CMS may waive the broad-based and uniformity requirements if a state can demonstrate that the tax is “generally redistributive.” To qualify for the waiver, the state’s tax arrangement must pass the “B1/B2 test,” a statistical test that compares whether Medicaid providers are taxed disproportionately compared to a uniform tax.

States have learned to exploit a loophole in the B1/B2 test by crafting taxes that impose much higher taxes on targeted Medicaid-intensive providers and lower taxes on non-Medicaid providers. For example, California levies a tax on Medicaid managed care organizations at rates 100 times higher than on commercial plans. These taxes pass the current B1/B2 test even if the tax violates the intent of the law.

CMS’s proposed rule is designed to curb this type of abuse.

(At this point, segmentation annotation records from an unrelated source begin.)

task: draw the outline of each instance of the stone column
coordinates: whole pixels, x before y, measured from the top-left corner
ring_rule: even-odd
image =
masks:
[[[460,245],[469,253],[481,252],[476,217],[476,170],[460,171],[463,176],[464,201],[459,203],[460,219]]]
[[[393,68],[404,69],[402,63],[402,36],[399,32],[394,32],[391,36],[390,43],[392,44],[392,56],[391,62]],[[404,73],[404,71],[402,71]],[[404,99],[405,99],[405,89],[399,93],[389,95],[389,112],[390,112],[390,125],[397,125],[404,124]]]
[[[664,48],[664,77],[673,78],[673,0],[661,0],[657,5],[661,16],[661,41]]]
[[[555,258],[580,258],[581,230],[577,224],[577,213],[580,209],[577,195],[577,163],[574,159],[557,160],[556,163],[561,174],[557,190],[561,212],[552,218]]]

Specifically, CMS’s proposed rule would tighten the standards for determining whether a provider tax is “generally redistributive.” For example, the rule prohibits states from designing taxes that “accomplish the same effect” as such disparate tax rates as California’s even if the state’s tax does not “explicitly mention…Medicaid.” CMS estimates that taxes such as these generated $23.6 billion annually in funds for the state share, but if the taxes had been applied proportionately, only $11.4 billion (48 percent) would have been raised.

Our comment letter supported this reform, while pointing out that the agency could take additional steps to limit future provider tax abuses. In addition to the B1/B2 test, CMS could apply other statistical tests as they considered in a proposed rule in 2019. CMS should also require states to report details on how they raise the state share of funding, which states are not currently required to do. Linking provider-level tax data with provider-level Medicaid payment data would allow CMS to see both sides of the equation. CMS could assess whether provider taxes are, in practice, generally redistributive, or if providers are simply held harmless for the taxes they pay.

The letter also discussed how the new rule might interact with similar changes in OBBBA. The recently enacted legislation complements but complicates finalizing CMS’s proposed rule. OBBBA contains a provision similar to CMS’ proposed rule and would close the same financing loophole. However, OBBBA has a different implementation timeline than the proposed rule and uses slightly different wording. CMS will determine how the two interact in the coming months as they interpret the new statute. Given the overlap, CMS should use the proposed rule to further articulate the new law and improve accountability. Using a “both/and” approach, CMS can ensure that clever states do not find additional loopholes.

Regardless of the differences, CMS and Congress have taken important steps toward cracking down on provider tax loopholes. We support these actions to improve the overall integrity of the Medicaid program.